Ilia's Site

1. What is the paper about as a whole?

It's about generating a LoRA weight update given arbitrary task description. They train a hypernetwork (T2L) that can generate those weights. The paper evaluates several methods of training that hypernetwork and compares them.

2. What is being said in detail, and how?

A hypernetwork can be used to generate weight updates on the fly. Basically, given an LLM and a task description, the authors embed the layers (i.e. FFN or Q,K,V weight matrix), depth and task description and use existing LoRA weights to create a hypernetwork that can generalize.

The authors experiment with two basic ideas: 1. Reconstructing existing LoRA weights with the hypernetwork. Basically, they embed the LoRA to be reconstructed as one-hot vector and re-use the rest of the network 2. Use text embedder model to create arbitrary embeddings for any LoRA. This is done through a dataset of task descriptions that is used for existing LoRA updates

They also vary the architecture of the hypernetwork - i.e. how they handle the output of the neural net. For example, they could both A and B parts of LoRA weights together or one by one by, through embedding. The smaller architectures require more steps to generate all the parts of LoRA (the final output)
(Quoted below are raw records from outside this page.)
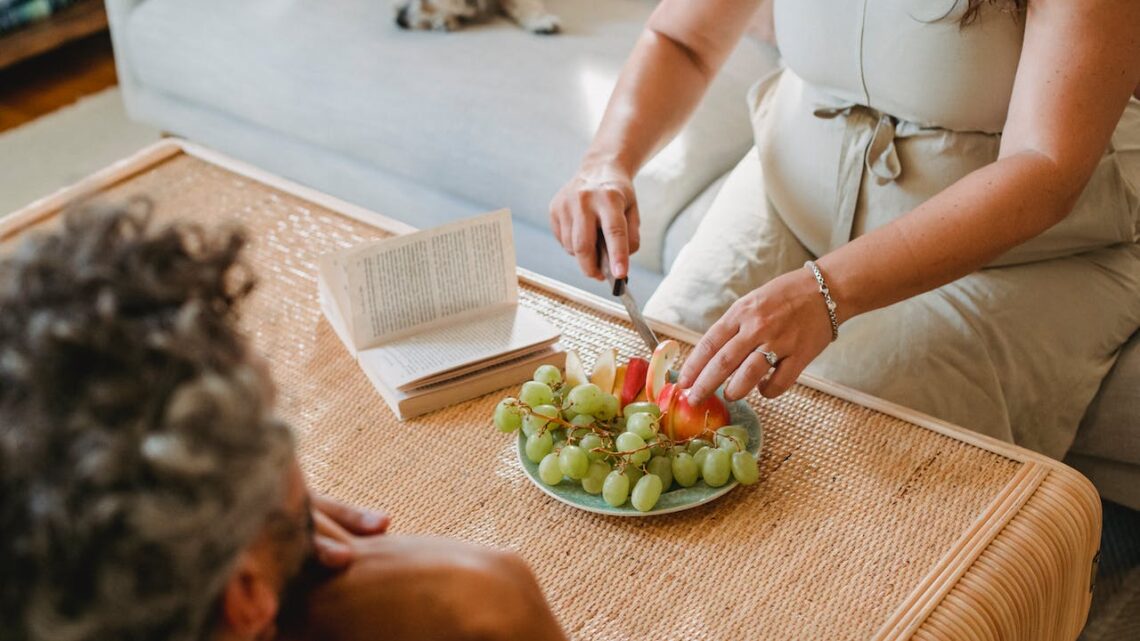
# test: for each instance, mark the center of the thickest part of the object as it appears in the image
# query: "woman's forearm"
(658, 89)
(670, 67)
(959, 230)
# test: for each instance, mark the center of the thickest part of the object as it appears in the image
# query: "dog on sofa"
(449, 15)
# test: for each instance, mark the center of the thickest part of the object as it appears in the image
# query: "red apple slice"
(667, 402)
(664, 357)
(575, 373)
(632, 382)
(619, 381)
(605, 370)
(683, 421)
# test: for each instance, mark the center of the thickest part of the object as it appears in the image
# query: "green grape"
(538, 419)
(662, 468)
(684, 470)
(717, 468)
(642, 424)
(535, 394)
(733, 438)
(634, 473)
(507, 415)
(595, 477)
(697, 444)
(629, 441)
(610, 407)
(744, 468)
(591, 441)
(548, 374)
(548, 470)
(699, 457)
(583, 421)
(645, 493)
(573, 462)
(616, 488)
(641, 407)
(538, 446)
(585, 399)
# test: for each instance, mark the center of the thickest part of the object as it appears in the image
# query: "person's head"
(146, 489)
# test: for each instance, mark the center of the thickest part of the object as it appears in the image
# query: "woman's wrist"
(607, 164)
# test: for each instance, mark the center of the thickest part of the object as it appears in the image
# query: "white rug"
(66, 145)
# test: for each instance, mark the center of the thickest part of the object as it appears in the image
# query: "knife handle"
(603, 262)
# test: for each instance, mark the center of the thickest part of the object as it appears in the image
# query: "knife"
(620, 289)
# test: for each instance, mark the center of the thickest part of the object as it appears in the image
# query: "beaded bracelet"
(827, 298)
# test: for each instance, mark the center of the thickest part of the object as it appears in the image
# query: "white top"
(884, 104)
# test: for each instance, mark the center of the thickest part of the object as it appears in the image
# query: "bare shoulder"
(425, 587)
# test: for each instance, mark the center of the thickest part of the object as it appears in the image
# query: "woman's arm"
(1080, 63)
(668, 71)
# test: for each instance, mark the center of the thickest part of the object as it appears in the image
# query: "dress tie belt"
(869, 142)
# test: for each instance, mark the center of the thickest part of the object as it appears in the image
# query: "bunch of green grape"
(581, 435)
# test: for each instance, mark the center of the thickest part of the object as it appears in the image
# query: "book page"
(415, 282)
(415, 359)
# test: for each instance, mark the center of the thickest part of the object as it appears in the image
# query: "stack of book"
(433, 317)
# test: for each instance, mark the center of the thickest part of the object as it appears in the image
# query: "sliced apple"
(619, 381)
(575, 373)
(605, 370)
(666, 402)
(632, 386)
(664, 358)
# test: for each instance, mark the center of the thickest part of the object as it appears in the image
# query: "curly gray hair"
(138, 451)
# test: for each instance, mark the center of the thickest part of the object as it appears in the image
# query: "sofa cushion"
(490, 114)
(1110, 428)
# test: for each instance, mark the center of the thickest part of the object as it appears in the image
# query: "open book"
(433, 317)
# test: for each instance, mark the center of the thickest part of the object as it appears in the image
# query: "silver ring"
(770, 356)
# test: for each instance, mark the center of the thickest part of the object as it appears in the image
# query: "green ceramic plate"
(673, 501)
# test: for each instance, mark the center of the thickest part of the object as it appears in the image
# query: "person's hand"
(597, 196)
(336, 525)
(787, 316)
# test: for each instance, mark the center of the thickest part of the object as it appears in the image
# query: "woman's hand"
(336, 525)
(787, 316)
(599, 196)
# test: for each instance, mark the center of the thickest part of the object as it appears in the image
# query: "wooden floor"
(42, 84)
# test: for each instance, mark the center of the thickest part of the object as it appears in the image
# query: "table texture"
(863, 525)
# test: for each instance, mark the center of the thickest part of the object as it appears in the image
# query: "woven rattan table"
(869, 521)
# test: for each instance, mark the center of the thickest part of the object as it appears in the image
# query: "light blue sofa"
(429, 127)
(424, 127)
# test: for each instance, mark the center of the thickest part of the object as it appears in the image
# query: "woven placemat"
(853, 508)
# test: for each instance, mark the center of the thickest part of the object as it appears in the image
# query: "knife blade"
(620, 289)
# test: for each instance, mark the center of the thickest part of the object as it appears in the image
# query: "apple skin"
(683, 421)
(634, 381)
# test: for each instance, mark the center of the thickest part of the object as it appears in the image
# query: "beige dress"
(882, 105)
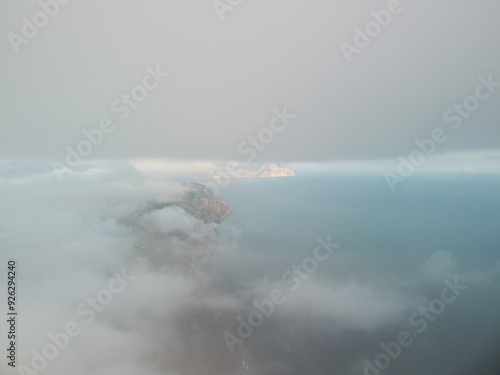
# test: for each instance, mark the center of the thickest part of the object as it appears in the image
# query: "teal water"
(459, 214)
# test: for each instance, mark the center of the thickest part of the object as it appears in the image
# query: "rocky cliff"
(204, 205)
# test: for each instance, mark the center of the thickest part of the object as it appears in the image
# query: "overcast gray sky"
(226, 77)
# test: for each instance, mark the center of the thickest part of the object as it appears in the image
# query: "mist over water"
(400, 255)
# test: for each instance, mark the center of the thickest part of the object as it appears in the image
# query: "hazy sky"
(226, 77)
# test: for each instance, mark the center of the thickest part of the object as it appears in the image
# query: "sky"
(231, 69)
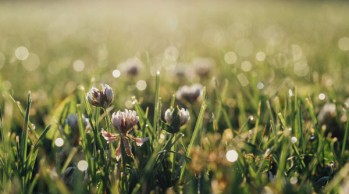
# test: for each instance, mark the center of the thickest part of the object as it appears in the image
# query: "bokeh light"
(82, 165)
(232, 156)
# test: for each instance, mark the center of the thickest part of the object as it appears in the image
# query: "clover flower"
(176, 118)
(123, 121)
(100, 98)
(189, 93)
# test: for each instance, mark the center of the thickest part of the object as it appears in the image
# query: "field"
(176, 97)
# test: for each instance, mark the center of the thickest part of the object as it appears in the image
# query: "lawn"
(174, 97)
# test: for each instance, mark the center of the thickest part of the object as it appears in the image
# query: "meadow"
(175, 97)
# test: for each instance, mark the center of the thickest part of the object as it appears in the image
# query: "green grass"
(275, 67)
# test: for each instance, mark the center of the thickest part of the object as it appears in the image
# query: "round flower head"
(189, 94)
(101, 98)
(183, 116)
(124, 120)
(176, 118)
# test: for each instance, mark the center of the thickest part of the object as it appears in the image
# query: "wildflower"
(101, 98)
(327, 119)
(131, 66)
(189, 93)
(176, 118)
(123, 121)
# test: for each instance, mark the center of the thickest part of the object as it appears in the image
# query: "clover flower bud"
(184, 116)
(100, 98)
(176, 118)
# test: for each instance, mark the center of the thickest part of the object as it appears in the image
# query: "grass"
(271, 115)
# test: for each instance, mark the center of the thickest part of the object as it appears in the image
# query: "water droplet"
(116, 73)
(312, 138)
(260, 85)
(59, 142)
(82, 165)
(141, 85)
(260, 56)
(322, 96)
(343, 43)
(78, 65)
(21, 53)
(246, 66)
(230, 57)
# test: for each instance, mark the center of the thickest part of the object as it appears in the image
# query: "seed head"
(176, 118)
(101, 98)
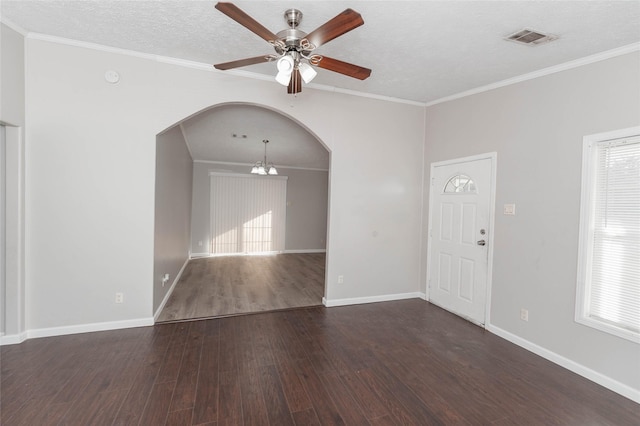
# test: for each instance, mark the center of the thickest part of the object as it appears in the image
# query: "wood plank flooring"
(405, 362)
(231, 285)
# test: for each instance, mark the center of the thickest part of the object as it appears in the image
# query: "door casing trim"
(493, 156)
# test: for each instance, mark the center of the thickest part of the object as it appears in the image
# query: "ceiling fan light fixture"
(263, 168)
(283, 78)
(285, 68)
(307, 72)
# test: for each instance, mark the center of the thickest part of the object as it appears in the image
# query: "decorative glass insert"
(460, 184)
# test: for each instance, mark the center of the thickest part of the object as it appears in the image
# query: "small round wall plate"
(112, 76)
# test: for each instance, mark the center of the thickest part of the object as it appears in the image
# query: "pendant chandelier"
(262, 167)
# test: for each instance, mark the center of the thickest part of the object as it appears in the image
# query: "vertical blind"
(613, 287)
(247, 214)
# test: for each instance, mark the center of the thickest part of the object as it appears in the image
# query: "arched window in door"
(460, 184)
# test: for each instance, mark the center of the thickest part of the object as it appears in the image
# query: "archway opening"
(193, 276)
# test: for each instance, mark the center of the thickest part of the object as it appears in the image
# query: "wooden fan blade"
(235, 13)
(343, 23)
(242, 62)
(295, 84)
(345, 68)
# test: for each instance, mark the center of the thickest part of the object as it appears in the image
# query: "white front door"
(459, 232)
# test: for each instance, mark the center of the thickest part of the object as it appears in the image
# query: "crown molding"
(623, 50)
(15, 27)
(229, 163)
(204, 66)
(608, 54)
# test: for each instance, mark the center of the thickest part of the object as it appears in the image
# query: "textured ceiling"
(210, 138)
(419, 51)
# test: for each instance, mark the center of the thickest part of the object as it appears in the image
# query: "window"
(458, 184)
(248, 213)
(608, 295)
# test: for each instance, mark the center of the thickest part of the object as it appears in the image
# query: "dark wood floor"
(231, 285)
(404, 362)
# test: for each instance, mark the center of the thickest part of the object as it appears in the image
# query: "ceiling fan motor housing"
(293, 17)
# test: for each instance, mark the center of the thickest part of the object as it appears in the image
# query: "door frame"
(493, 156)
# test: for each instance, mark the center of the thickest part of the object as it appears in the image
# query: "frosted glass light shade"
(307, 72)
(285, 68)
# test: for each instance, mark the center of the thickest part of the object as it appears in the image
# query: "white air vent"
(531, 37)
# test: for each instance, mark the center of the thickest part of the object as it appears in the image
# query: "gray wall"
(12, 113)
(11, 76)
(306, 207)
(174, 169)
(536, 127)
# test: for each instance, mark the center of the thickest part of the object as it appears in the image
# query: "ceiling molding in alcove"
(209, 135)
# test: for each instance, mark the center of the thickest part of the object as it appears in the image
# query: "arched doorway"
(227, 140)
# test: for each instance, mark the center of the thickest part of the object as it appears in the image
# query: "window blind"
(613, 285)
(248, 213)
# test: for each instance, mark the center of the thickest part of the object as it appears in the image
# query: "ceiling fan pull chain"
(306, 45)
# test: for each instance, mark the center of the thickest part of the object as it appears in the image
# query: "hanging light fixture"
(262, 167)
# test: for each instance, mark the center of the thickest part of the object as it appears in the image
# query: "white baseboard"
(371, 299)
(83, 328)
(173, 285)
(594, 376)
(13, 339)
(197, 255)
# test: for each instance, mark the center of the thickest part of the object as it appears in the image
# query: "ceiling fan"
(295, 49)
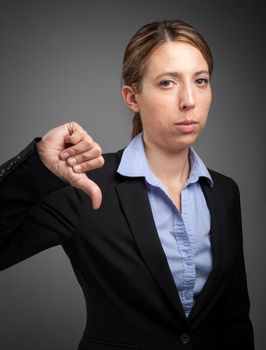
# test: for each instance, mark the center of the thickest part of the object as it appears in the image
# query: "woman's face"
(175, 97)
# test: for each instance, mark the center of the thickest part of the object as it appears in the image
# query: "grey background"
(61, 61)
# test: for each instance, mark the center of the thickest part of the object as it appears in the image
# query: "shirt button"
(184, 338)
(188, 295)
(188, 261)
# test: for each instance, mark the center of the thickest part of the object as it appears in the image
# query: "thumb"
(90, 188)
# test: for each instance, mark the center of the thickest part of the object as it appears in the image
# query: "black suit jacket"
(131, 297)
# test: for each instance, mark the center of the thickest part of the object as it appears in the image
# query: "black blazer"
(131, 298)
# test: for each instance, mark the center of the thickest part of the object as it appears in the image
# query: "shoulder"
(225, 187)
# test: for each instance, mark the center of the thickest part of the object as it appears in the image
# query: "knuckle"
(98, 149)
(83, 157)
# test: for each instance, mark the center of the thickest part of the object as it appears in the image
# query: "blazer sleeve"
(37, 209)
(237, 327)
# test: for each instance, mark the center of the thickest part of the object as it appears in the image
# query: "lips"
(186, 126)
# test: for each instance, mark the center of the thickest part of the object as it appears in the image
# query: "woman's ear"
(130, 98)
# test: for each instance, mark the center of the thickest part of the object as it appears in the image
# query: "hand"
(68, 151)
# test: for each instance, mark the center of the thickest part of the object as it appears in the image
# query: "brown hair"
(145, 41)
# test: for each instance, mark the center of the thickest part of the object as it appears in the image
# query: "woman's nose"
(186, 98)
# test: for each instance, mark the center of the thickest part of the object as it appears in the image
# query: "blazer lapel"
(218, 222)
(135, 204)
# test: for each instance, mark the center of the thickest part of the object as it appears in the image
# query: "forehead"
(175, 56)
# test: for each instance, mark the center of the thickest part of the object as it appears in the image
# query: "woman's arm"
(37, 207)
(237, 327)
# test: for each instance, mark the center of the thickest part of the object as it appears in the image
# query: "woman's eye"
(202, 81)
(166, 83)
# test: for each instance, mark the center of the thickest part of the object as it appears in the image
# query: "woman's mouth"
(186, 126)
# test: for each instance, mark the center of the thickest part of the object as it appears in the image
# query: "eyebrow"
(176, 74)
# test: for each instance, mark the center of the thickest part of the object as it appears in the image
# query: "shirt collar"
(135, 164)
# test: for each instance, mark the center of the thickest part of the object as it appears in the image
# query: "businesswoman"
(161, 261)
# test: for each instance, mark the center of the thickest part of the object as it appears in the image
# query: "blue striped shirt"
(184, 236)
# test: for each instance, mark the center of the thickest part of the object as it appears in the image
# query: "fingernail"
(72, 161)
(64, 155)
(77, 168)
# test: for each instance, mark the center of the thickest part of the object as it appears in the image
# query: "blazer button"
(184, 338)
(2, 173)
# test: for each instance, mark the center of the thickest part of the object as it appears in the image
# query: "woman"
(161, 261)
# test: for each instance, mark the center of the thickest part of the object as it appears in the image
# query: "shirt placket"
(186, 242)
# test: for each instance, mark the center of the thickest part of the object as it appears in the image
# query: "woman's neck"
(169, 168)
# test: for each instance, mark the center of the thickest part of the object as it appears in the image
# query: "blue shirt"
(184, 236)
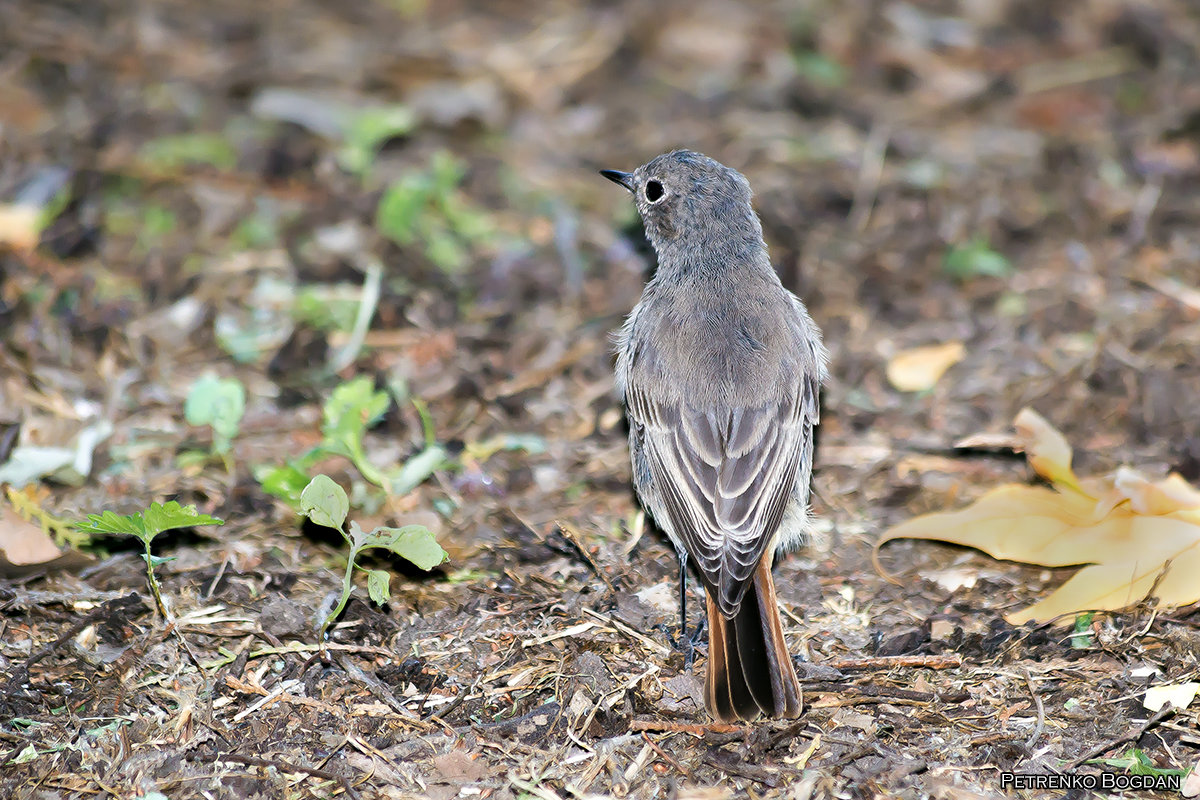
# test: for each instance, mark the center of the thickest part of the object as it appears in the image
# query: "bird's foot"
(685, 642)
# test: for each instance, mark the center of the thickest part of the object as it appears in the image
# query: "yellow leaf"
(19, 226)
(919, 368)
(1045, 449)
(1134, 537)
(1177, 695)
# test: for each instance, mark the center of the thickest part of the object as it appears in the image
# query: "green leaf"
(220, 403)
(976, 259)
(168, 516)
(401, 205)
(328, 307)
(325, 503)
(190, 149)
(353, 408)
(1081, 635)
(149, 523)
(417, 469)
(377, 585)
(369, 131)
(27, 755)
(111, 522)
(283, 482)
(820, 68)
(413, 542)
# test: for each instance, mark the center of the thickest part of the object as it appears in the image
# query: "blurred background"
(189, 187)
(987, 204)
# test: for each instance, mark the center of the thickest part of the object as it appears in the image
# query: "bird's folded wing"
(725, 477)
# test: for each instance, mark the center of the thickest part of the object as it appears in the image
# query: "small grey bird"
(720, 368)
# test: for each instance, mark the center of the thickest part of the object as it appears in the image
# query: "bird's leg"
(687, 643)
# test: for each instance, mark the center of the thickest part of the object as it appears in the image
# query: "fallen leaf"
(1177, 695)
(25, 548)
(19, 226)
(1191, 787)
(919, 368)
(457, 767)
(1134, 536)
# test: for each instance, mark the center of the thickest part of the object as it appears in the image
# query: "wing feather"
(725, 482)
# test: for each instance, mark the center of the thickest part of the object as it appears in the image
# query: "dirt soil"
(1018, 175)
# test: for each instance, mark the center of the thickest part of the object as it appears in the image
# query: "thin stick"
(1162, 714)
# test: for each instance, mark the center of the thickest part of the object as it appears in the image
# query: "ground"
(1015, 176)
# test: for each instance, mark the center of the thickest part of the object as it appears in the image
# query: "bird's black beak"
(617, 176)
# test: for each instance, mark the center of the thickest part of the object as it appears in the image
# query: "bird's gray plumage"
(720, 368)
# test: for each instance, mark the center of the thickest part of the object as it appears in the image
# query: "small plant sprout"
(219, 403)
(144, 525)
(353, 408)
(325, 503)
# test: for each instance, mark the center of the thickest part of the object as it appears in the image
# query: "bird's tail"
(749, 668)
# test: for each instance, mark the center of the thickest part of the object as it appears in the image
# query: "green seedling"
(976, 259)
(144, 525)
(175, 152)
(1081, 632)
(351, 410)
(367, 131)
(427, 208)
(325, 503)
(219, 403)
(1137, 762)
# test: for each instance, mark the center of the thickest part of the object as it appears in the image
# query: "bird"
(720, 367)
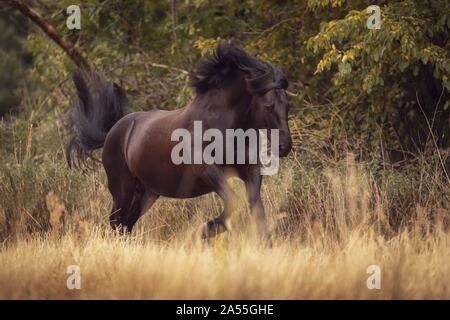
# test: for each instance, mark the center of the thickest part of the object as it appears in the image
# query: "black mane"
(215, 71)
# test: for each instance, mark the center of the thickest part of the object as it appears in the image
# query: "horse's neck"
(217, 110)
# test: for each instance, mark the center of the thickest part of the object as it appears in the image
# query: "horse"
(233, 90)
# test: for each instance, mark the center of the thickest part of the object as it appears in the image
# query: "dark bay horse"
(233, 90)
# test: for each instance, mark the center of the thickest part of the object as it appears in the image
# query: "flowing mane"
(216, 70)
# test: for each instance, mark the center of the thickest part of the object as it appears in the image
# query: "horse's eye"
(270, 106)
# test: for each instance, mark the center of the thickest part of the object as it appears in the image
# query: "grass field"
(329, 225)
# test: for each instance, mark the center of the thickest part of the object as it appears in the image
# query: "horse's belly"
(174, 183)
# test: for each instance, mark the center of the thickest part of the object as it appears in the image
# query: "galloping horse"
(234, 90)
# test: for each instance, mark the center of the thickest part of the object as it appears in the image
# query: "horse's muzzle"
(285, 148)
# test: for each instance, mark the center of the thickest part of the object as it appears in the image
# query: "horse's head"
(270, 105)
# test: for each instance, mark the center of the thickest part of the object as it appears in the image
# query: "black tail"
(94, 112)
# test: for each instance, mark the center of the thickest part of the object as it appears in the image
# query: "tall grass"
(331, 217)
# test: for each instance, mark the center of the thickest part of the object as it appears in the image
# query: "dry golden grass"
(322, 253)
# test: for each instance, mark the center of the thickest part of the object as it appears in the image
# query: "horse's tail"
(98, 106)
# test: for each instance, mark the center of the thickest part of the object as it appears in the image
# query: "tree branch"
(51, 31)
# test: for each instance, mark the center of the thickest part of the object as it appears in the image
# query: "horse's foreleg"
(215, 177)
(253, 187)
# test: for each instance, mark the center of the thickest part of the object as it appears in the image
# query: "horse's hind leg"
(122, 188)
(215, 177)
(142, 202)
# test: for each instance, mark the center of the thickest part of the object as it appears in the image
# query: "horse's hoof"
(203, 231)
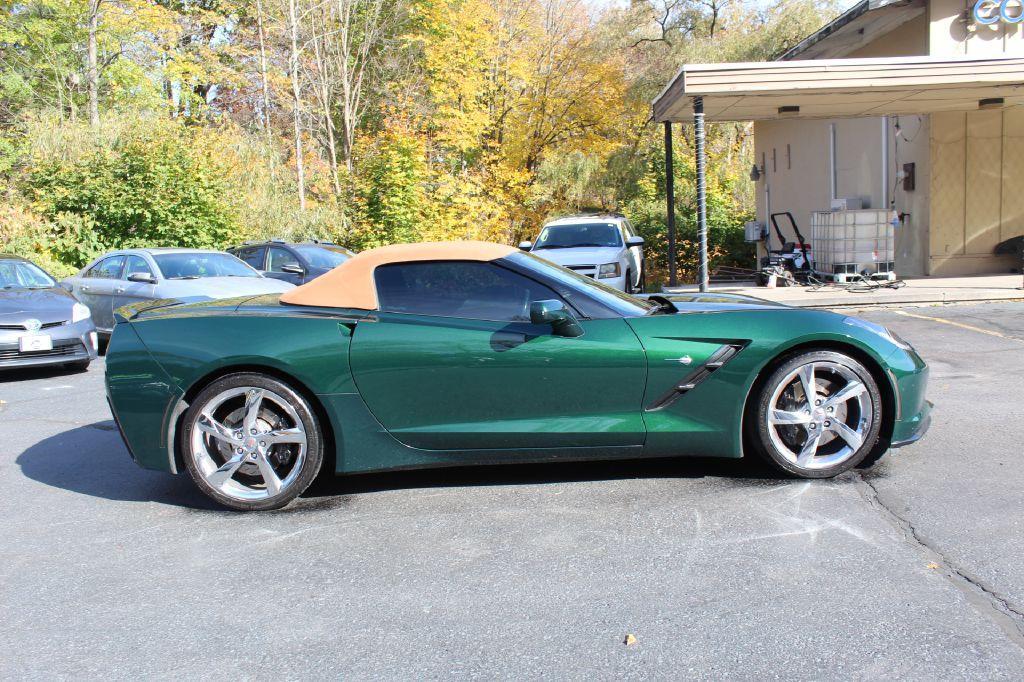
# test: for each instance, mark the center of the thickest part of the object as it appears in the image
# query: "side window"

Results show that SFT works substantially better than reconstruction. Also, generating the whole of LoRA weights with the largest architecture works best. The improvements in speed are more than promising as you can use a single hypernetwork for unlimited amount of LoRAs

3. Is the paper true, in whole or part?

The paper seems to be generating weights but it's difficult to apply. Training a hypernetwork is a brittle process and is LLM-specific. The benefits seem promising but it's unclear if the effort is best spent on training this network or on trying alternative context engineering methods.

Also, it's unclear how well the hypernetwork can generalize to task not in the LoRA dataset.

4. What of it?

It's something worth experimenting with if one is to play with LoRAs. I'm not sure that going straight to the network is the best choice if not trying out already trained LoRA first.